Abbiamo già parlato di Instagram che emula TikTok, ma quest’ultimo era pur sempre nato dalle ceneri di Vine, poi acquisito da Twitter, lo stesso Twitter che non si è fatto troppi problemi a creare Spaces, chat audio smaccatamente uguali alle stanze di Clubhouse. E gli esempi potrebbero continuare.
A questo punto la domanda sorge spontanea: a furia di copiarsi l’un l’altro, i social media non finiranno per diventare tutti uguali? Il rischio c’è, tant’è che gli addetti ai lavori ne discutono ormai da qualche anno. Non c’è niente di male a osservare i competitor, è un principio base del marketing, ma qui siamo forse un po’ oltre. “È più difficile sapere a cosa serve una data piattaforma quando tutte fanno la stessa cosa”, scrive Wired.
Il giusto approccio ai social media
Di fronte a tutti questi piccoli e grandi smottamenti, come si dovrebbe comportare un’azienda? Continuare come se niente fosse con il suo piano editoriale, oppure fuggire a gambe levate? In questo secondo caso, però, non rischia di mandare a monte il duro lavoro portato avanti negli anni per costruirsi una presenza digitale?
La prima considerazione da fare è che, in un certo senso, il presente dei social media è molto più funzionale alle esigenze di imprese ed editori che a quelle delle persone. Come sottolinea l’articolo del The Atlantic, i social network – intesi come spazi in cui gli utenti parlano tra di loro, per restare in contatto con i familiari o ritrovare vecchi compagni di scuola – erano già morti da un pezzo. Con i social media, il primo dei quali è stato Twitter, ciascuno parla (o ambisce a parlare) con tutti. E la fruizione di un canale come TikTok, a pensarci bene, ricorda molto lo zapping in TV con cui combattevamo la noia nei lunghi pomeriggi estivi negli anni Novanta. Per le aziende, che per loro natura comunicano in modo monodirezionale, non è detto che sia una cattiva notizia.

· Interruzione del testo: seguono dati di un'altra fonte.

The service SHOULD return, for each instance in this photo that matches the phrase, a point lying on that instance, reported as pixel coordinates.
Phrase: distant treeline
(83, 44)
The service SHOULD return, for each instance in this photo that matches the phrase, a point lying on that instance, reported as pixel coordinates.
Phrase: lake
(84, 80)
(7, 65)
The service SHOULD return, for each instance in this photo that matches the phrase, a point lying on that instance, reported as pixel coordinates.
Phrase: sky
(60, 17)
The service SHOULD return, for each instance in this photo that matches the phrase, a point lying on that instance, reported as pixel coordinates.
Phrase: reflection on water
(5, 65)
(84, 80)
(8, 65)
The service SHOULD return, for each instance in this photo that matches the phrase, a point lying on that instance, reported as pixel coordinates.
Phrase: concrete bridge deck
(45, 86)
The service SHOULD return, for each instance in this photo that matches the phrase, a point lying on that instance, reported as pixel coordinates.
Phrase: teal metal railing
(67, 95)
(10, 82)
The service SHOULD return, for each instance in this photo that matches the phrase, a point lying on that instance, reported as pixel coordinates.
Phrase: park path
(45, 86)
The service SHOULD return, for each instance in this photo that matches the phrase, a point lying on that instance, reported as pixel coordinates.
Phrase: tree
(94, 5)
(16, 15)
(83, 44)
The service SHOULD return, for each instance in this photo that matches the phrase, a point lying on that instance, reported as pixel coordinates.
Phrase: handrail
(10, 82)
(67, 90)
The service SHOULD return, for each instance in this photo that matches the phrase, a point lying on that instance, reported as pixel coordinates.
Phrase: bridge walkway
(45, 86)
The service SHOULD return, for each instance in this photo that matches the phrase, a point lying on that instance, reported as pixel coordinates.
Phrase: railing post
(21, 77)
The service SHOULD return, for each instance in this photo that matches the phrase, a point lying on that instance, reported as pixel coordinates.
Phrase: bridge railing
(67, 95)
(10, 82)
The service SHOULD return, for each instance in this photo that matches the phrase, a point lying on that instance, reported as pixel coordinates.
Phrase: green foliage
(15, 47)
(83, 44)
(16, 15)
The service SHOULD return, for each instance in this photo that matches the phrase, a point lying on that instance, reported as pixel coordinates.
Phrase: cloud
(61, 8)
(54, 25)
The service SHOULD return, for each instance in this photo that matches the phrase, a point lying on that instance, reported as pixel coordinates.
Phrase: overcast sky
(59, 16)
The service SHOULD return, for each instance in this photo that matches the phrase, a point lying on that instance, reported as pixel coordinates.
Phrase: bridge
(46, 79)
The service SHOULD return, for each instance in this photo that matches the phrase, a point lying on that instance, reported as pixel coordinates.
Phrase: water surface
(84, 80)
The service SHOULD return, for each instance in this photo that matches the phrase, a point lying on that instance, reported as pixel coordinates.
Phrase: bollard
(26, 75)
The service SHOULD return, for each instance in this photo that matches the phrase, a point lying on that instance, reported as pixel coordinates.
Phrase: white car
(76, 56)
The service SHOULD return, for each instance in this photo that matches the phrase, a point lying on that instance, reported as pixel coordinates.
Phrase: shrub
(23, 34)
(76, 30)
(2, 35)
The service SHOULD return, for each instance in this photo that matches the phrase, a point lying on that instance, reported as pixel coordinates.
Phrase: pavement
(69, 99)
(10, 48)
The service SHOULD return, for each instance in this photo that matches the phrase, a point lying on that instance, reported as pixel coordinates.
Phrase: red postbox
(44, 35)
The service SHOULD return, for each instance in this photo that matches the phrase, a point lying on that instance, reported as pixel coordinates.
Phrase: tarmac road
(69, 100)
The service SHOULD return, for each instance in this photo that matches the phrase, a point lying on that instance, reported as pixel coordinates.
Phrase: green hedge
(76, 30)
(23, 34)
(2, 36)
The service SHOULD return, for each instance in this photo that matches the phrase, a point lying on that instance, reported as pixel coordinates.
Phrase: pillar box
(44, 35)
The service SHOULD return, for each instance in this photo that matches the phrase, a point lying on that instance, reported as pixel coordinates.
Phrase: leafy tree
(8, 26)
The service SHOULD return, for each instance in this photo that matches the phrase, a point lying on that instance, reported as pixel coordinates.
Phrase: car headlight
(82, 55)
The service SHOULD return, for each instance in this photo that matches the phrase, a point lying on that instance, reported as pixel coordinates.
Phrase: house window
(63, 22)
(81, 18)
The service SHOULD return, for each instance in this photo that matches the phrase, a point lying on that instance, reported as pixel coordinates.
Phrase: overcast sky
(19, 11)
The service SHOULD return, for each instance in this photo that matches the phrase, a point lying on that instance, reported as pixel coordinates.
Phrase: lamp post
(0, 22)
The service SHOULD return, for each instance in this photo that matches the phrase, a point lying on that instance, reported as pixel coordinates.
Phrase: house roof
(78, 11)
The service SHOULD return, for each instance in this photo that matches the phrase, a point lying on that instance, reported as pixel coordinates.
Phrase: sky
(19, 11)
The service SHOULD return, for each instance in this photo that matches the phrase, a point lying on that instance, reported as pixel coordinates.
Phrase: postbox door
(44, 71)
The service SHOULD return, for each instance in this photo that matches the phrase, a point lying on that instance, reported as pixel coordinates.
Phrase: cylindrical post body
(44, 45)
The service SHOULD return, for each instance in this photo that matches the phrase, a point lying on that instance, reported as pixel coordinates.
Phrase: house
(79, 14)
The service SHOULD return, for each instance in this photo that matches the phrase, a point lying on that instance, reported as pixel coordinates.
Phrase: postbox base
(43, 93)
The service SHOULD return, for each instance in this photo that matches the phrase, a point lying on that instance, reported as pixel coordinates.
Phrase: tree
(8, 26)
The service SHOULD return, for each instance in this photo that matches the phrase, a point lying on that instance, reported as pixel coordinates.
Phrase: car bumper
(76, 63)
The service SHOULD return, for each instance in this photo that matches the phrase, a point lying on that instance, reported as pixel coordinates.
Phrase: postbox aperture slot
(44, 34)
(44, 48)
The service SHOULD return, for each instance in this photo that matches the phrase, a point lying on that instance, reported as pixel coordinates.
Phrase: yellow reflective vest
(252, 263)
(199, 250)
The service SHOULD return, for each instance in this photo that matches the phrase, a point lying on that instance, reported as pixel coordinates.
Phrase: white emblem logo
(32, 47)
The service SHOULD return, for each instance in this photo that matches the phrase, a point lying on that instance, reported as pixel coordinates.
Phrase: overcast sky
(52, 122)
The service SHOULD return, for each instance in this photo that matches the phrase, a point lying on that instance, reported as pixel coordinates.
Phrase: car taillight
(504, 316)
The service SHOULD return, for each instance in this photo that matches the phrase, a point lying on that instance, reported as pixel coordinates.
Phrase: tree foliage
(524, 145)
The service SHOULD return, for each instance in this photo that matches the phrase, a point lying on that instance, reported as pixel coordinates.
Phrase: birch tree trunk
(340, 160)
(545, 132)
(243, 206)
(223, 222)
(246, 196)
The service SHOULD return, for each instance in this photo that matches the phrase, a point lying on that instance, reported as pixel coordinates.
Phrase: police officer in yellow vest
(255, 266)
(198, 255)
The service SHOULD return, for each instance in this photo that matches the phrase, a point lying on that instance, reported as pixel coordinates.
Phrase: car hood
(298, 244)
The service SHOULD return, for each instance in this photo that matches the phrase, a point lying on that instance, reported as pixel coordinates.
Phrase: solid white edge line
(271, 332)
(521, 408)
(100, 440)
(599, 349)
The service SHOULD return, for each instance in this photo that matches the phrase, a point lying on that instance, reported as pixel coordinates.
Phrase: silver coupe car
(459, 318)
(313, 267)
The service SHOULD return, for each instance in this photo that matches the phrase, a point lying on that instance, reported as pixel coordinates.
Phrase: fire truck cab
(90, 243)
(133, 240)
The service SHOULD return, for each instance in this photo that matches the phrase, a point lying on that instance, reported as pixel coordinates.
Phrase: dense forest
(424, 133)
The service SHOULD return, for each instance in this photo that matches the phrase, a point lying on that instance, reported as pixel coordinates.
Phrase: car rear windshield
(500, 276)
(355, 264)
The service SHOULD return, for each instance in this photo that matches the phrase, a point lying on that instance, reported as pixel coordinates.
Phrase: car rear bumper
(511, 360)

Quello che qualsiasi impresa dovrebbe sempre tenere a mente è che i social media sono un mezzo e non un fine. A dieci anni dall’affermazione di massa di questi canali, c’è ancora chi apre pagine e le riempie di contenuti soltanto perché “lo fanno tutti”. Ma questo è il modo migliore per sprecare tempo, denaro ed energie. L’esempio (negativo) da manuale è quello dei politici italiani, sbarcati in massa su TikTok a poche settimane dalle elezioni del 25 settembre del 2022, salvo poi essere ridicolizzati proprio da quella GenZ che speravano di conquistare. L’approccio giusto è quello di focalizzarsi sui canali realmente popolati dal proprio pubblico. Adeguandosi al loro linguaggio, ma senza snaturarsi e senza la smania di rincorrere acriticamente qualsiasi novità.